Breaking up has been like pulling cat hair from a sweater. Every few days again it irritates me, itches behind my eyes, against my skin. And I keep pulling it all off, removing the memories and irritations from me. I collect them in a piece of cloth, tie them securely away from my bed and closet. Before I leave the state I will tie these pieces to my furniture which I sell, burry the memories and swollen tears here in this city to compost and be digested by the earth that changes seasons. While I am gone my heartbreak will fall apart atom by atom and create fresh air and soul for all those left behind here to fall and sow their own love from here on out. My ruin creates the new platforms for all around me, and by the time I come home again it will be a new form, something I no longer recognize as my own past and waste.
In a week and a day this no longer needs to be my story. I will no longer work in this building, wander these streets.
My hands are full of my suitcases, my own stories, clothes and candles. Rocks I picked from the many shores I have stood upon, the oceans I have waited before. My heart swollen and raw, my house left behind, I will follow that path to my own kind of western dream. This is a manifest destiny I had no idea was coming, even as I lay the groundwork, placing stones only as far as I could see, ignoring the fact that didn't know where the light would next shine.
All the jars that line my walls have been unscrewed and the energy is no longer aligning. There are accidents of fate, physically ramming my body in cars and walls. Each day waking up to a world where there is only me in my room, only my skin in my bed. Each day missing with freshness, washing it off in the shower with a new scent. I restack it all, all the jars. Work to rescrew them safe and sound and in new formations. And my life moves on, as does yours. My heart looks backwards and forwards at once, as I wrap it up tight and safe, travel with it to the next city. This is about me, not you. I no longer know why you are missed. No longer understand what I want to take back from you. I only know that sadness such as I have never known swept through this bed, and now I slowly place my house back together. Pull the knots from my piece of the quilt which I stitched so closely to yours; sew them to a new place. And so you go and so I continue. The tides pull us to a fro, the riptide slips me away to new shores.

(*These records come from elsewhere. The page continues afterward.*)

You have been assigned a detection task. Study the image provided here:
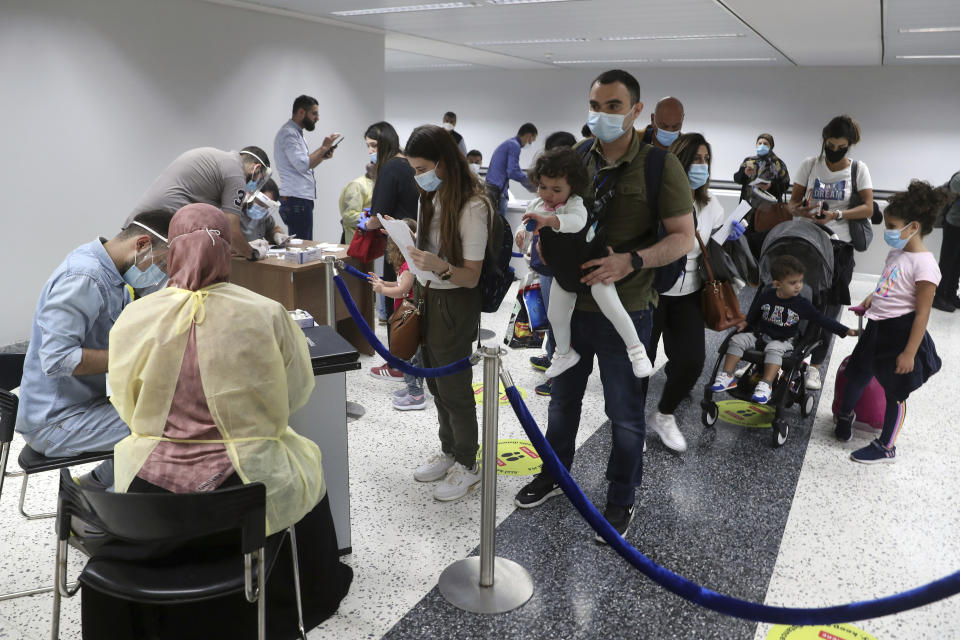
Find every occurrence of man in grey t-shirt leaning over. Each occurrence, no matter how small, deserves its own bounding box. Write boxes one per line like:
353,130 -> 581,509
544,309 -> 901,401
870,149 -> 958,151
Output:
125,146 -> 271,259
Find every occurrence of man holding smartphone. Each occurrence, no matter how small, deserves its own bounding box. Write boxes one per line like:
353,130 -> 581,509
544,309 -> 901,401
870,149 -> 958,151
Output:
274,94 -> 341,240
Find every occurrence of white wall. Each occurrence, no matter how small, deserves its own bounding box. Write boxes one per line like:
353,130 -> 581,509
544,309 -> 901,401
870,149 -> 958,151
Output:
386,64 -> 958,276
0,0 -> 384,345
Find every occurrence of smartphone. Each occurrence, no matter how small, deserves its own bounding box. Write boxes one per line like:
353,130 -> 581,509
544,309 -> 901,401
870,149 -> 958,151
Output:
330,135 -> 344,149
815,201 -> 828,219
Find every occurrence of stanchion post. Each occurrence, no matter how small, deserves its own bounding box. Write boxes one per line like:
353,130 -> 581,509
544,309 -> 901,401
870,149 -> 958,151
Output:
438,345 -> 533,614
322,255 -> 337,329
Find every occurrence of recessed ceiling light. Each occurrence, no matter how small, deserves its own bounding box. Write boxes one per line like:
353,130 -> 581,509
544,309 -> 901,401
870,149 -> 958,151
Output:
600,33 -> 744,41
468,37 -> 588,45
393,63 -> 475,69
553,58 -> 649,64
895,54 -> 960,59
332,2 -> 479,16
898,26 -> 960,33
661,57 -> 776,62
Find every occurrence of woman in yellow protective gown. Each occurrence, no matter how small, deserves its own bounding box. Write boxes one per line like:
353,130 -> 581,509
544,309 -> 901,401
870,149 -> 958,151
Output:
85,203 -> 351,639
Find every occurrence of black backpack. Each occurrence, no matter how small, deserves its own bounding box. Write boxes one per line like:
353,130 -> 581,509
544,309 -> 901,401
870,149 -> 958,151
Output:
478,205 -> 515,313
545,139 -> 684,294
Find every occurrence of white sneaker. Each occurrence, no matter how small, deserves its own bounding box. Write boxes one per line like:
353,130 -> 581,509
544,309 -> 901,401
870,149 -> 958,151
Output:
545,349 -> 580,378
433,463 -> 481,501
805,367 -> 822,390
649,411 -> 687,452
414,451 -> 455,482
627,344 -> 653,378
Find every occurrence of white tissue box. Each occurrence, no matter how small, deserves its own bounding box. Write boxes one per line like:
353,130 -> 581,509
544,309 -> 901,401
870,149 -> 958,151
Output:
283,246 -> 324,264
288,309 -> 315,328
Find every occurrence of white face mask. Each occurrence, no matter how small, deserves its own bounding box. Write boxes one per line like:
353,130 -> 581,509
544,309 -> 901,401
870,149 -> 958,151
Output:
469,163 -> 481,175
441,122 -> 455,132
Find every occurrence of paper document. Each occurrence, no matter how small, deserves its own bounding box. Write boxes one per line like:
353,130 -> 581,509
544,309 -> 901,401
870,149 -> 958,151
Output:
377,215 -> 440,283
711,201 -> 752,245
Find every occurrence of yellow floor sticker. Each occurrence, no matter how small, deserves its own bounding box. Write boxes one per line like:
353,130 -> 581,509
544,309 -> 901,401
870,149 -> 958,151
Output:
766,623 -> 878,640
716,399 -> 776,428
471,382 -> 526,406
475,439 -> 543,476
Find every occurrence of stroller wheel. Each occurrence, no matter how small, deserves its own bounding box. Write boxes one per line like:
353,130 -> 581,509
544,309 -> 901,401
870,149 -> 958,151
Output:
771,419 -> 788,447
701,403 -> 719,428
800,392 -> 816,418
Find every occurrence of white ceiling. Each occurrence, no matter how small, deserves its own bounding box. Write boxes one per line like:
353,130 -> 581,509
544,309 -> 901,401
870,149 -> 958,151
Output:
208,0 -> 960,70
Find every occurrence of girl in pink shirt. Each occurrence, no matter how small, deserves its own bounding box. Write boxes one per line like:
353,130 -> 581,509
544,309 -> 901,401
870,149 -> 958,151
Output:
834,181 -> 948,463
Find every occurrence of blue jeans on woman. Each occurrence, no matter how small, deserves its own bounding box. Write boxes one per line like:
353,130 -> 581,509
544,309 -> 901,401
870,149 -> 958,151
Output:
544,307 -> 652,507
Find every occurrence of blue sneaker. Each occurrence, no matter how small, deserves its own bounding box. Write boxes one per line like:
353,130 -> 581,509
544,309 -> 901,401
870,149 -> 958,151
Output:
535,380 -> 552,396
751,380 -> 772,404
851,440 -> 896,464
710,371 -> 737,392
834,411 -> 854,441
530,355 -> 551,371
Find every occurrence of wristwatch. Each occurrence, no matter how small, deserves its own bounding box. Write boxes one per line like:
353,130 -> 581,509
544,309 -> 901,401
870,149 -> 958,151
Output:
630,251 -> 644,272
835,209 -> 844,220
438,264 -> 453,281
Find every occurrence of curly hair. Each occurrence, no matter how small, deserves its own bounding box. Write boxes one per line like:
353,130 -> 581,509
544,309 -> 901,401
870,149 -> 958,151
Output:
527,147 -> 588,197
884,180 -> 951,236
385,218 -> 417,271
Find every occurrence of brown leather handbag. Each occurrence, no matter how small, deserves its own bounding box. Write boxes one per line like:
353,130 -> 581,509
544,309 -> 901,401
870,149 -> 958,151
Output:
388,281 -> 429,360
752,201 -> 792,232
696,232 -> 746,332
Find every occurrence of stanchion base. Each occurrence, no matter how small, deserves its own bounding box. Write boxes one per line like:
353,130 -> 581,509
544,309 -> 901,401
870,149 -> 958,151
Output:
438,556 -> 533,614
346,401 -> 365,422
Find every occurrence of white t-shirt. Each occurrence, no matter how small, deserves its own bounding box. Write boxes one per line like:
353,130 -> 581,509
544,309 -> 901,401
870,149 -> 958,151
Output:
524,195 -> 588,233
867,249 -> 941,321
418,194 -> 490,290
794,155 -> 873,243
663,196 -> 726,297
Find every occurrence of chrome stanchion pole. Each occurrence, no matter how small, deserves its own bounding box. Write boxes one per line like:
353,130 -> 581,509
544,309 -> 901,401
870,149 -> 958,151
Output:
325,256 -> 365,421
438,345 -> 533,613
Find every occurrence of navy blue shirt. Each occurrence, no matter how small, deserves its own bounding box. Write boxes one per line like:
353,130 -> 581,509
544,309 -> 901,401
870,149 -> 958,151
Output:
485,136 -> 534,210
746,288 -> 849,341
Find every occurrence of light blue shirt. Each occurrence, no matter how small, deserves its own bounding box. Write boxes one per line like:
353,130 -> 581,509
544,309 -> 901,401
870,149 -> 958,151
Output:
274,119 -> 315,200
16,240 -> 129,434
485,136 -> 534,210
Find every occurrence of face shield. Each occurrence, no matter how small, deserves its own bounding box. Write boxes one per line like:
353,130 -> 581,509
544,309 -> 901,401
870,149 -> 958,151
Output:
244,189 -> 281,221
123,221 -> 170,296
239,150 -> 273,206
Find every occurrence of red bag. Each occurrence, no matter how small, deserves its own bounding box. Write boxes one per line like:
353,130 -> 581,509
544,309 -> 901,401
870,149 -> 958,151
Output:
347,228 -> 386,262
831,356 -> 885,431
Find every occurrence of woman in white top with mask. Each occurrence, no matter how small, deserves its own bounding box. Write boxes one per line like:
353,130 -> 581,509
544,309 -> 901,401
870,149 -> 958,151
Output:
646,133 -> 745,452
788,114 -> 874,390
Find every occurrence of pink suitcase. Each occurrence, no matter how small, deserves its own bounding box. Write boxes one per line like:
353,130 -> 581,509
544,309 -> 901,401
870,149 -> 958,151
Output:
830,306 -> 885,431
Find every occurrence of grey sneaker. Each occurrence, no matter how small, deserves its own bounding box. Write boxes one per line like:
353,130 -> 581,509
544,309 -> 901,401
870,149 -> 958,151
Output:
393,393 -> 427,411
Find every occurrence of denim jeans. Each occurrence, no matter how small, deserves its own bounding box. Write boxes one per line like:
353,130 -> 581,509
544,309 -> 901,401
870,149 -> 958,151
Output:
544,307 -> 652,506
539,274 -> 556,360
404,349 -> 424,396
279,196 -> 314,241
21,396 -> 129,486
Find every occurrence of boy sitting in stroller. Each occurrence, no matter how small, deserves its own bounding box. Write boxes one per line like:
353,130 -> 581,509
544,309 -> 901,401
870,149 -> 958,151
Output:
711,255 -> 857,403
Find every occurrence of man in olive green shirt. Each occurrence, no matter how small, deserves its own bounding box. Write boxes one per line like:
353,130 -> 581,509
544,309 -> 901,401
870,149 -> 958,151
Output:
514,69 -> 694,540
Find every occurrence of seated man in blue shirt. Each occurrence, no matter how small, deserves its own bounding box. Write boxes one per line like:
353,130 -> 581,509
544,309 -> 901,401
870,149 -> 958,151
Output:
16,211 -> 171,489
485,123 -> 538,217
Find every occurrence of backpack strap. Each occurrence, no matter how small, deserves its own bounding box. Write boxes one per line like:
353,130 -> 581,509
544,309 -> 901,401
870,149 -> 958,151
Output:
850,159 -> 859,193
643,144 -> 667,216
574,138 -> 594,160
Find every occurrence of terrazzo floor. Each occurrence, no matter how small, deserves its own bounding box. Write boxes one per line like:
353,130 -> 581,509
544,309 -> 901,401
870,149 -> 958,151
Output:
1,276 -> 957,639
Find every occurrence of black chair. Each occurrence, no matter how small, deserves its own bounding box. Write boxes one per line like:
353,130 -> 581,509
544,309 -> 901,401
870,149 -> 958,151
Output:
0,352 -> 112,602
52,469 -> 307,640
0,352 -> 112,522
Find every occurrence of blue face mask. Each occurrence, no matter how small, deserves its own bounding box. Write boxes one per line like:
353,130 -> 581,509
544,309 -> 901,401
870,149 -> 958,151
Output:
688,163 -> 709,190
415,168 -> 442,192
123,262 -> 166,290
247,203 -> 270,220
756,144 -> 770,156
587,110 -> 627,143
884,224 -> 918,250
655,128 -> 680,147
246,179 -> 258,193
369,151 -> 378,164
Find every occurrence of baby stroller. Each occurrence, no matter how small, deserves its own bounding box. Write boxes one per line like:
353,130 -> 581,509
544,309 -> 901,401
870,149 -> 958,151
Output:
700,219 -> 835,447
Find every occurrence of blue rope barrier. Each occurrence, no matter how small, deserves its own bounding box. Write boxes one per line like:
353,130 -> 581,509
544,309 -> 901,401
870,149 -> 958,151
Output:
511,251 -> 524,258
339,262 -> 372,281
503,385 -> 960,625
332,275 -> 475,378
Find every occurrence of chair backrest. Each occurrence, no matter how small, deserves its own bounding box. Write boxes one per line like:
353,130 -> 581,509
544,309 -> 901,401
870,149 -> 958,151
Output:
0,353 -> 25,393
57,469 -> 266,554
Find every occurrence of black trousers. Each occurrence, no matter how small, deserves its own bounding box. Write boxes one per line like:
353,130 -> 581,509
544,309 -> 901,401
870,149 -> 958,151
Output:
937,219 -> 960,299
648,291 -> 706,415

My manifest destiny is not the life I had planned or hoped for, but each morning breath fills my healthy warm lungs and each day my feet guide me through this city like every other I've found myself in. I tell myself to remain opened. To wrap the heart but to build no walls. Remind myself to move through the air, to pull it to and from my belly, mimicking how the tide will always pull me. I let my fingers give away each piece of you I pull from my life, let it all get taken by the darkness of the past, be eaten by insects in the place I will leave it.
These memories, the places our lives collided, where I nurtured your entrance to my consciousness so tenderly and carefully and now I let you go in the same way you let me go, allow myself to grow into shapes that will no longer fit into your molds for me.